When looking at how the Australian stock market has unfolded in recent months, you would have to think that I am not alone in this assumption given that the market has really only traded sideways, rising just 0.4 per cent in the first four months of this financial year. This indicates that the broader market is more bullish rather than bearish.

Looking at the sectors this week, Information Technology has been the worst performer in October as it is down 3.95 per cent although it is slightly positive this week. Industrials has also only just managed to be in positive territory for the week although it has done well in October ending the month up 2.97 per cent.
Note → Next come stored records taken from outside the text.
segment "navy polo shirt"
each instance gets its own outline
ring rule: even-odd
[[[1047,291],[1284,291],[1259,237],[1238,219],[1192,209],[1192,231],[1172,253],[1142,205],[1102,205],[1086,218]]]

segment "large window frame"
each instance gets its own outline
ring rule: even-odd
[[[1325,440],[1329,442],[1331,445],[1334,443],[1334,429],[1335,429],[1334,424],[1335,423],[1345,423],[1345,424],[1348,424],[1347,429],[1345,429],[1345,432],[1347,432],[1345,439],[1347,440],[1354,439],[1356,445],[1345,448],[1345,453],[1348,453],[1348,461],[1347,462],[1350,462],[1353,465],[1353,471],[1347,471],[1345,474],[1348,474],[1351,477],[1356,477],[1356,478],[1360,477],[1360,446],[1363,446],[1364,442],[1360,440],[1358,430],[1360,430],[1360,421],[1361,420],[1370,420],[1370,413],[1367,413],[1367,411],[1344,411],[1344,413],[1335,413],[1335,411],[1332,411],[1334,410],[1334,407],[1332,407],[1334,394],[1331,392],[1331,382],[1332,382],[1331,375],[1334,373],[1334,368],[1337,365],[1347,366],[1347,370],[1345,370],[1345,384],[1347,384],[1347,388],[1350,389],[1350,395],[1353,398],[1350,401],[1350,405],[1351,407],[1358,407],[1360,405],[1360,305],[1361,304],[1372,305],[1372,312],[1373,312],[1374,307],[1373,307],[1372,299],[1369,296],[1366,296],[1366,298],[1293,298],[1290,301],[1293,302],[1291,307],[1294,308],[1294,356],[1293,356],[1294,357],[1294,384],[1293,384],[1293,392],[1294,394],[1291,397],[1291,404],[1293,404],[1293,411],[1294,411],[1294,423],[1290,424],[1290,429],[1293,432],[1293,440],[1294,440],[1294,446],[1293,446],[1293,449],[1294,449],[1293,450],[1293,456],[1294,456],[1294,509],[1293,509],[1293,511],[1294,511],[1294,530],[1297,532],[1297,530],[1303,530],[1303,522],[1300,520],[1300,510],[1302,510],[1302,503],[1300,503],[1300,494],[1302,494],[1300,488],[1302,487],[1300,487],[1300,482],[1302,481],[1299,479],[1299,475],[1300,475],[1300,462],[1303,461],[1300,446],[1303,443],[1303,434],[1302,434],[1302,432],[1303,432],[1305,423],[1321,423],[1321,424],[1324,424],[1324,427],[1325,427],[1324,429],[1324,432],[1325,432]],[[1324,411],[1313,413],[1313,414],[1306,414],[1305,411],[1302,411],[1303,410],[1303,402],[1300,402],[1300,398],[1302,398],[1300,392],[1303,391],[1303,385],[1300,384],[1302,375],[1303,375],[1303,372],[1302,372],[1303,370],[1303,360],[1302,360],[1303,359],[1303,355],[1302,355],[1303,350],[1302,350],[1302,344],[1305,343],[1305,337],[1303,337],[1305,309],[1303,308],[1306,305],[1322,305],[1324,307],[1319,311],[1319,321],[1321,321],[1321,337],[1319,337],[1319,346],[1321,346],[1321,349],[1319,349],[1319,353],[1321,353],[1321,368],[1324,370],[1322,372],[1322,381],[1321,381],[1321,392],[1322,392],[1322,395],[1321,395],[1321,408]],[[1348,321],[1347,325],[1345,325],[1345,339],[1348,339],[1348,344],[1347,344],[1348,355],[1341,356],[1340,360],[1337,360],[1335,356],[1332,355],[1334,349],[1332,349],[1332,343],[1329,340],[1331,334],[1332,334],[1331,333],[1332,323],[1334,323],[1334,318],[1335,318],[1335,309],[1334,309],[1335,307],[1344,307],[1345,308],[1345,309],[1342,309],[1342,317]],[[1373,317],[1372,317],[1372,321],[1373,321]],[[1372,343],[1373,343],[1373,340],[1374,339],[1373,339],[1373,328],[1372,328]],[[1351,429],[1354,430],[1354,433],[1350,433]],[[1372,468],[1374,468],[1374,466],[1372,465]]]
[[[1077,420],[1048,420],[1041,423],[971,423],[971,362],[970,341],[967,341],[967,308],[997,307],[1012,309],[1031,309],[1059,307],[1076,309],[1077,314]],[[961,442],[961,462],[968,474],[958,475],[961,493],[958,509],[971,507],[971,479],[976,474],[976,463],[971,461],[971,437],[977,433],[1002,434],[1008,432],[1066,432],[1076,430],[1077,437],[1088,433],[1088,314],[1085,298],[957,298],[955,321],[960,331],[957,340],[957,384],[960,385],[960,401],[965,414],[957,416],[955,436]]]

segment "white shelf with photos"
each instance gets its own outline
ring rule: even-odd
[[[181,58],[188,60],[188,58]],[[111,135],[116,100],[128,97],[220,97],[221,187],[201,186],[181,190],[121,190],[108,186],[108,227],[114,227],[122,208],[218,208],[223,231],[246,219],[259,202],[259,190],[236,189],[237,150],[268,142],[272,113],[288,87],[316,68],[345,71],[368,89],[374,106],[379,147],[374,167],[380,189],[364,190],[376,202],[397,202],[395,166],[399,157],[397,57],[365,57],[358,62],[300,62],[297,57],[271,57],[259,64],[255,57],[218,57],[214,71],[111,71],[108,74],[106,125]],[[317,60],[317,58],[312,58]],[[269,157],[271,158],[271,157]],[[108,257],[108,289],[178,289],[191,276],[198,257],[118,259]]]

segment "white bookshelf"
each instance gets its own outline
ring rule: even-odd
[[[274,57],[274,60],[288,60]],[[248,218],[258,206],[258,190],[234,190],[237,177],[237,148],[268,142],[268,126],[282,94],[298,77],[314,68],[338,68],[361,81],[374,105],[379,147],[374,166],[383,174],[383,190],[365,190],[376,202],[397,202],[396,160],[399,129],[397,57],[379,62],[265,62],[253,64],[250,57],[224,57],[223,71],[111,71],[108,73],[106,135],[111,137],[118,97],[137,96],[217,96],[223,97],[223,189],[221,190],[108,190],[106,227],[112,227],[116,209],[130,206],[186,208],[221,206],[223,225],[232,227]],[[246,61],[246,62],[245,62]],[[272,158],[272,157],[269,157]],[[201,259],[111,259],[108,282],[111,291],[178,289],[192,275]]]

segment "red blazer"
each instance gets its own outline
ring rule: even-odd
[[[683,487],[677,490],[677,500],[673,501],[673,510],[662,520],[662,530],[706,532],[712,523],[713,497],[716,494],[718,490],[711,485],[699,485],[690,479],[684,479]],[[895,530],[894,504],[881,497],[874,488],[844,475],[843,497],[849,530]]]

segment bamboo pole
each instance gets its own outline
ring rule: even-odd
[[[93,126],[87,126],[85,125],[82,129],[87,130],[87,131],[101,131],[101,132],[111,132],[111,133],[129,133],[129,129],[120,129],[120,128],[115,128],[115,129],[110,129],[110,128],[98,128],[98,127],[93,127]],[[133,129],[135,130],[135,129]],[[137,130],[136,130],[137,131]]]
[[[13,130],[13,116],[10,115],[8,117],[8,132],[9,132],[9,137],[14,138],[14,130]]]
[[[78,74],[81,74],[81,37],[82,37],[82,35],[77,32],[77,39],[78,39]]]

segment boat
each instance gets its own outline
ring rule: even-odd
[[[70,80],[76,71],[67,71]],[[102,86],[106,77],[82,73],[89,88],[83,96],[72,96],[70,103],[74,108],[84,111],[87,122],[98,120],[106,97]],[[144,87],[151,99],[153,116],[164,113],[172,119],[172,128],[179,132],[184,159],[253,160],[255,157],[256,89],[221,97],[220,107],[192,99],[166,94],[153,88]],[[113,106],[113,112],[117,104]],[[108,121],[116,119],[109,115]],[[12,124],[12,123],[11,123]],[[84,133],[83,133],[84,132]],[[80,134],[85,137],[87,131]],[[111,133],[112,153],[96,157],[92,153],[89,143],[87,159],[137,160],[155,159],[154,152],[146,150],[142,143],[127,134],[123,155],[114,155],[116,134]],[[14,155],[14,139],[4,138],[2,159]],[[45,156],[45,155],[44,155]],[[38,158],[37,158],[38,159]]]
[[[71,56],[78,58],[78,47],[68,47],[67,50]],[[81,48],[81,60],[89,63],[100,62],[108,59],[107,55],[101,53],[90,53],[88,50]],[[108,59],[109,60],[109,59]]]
The worst sectors were Financials, Consumer Discretionary and Communication Services, which are all currently down for the week over 1.5 per cent. All three of these sectors performed poorly during October with both the Financials and Communication Services ending the month in the red. Healthcare, on the other hand, had a stellar run in October ending the month up 7.58 per cent.

The top performing stocks in the S&P 100 this week are Iluka up over 7 per cent, Blue Scope Steel and Lend lease, which are both up over 3 per cent. At the other end of the scale, GPT was down nearly 6 per cent, while Magellan and ANZ were down over 4 per cent.

So what do we expect in the market?

The All Ordinaries Index has defied logic by holding up rather than falling away into the yearly low, although this week it has started to show signs that it is looking weaker given that it will close lower for only the third time in the past twelve weeks.

Consequently, it now looks like we will see the All Ordinaries trade down to my target level of between 6400 and 6200 points over the coming few weeks with the low likely to occur by the end of the second week of November after which we will see the market turn to rise up into 2020.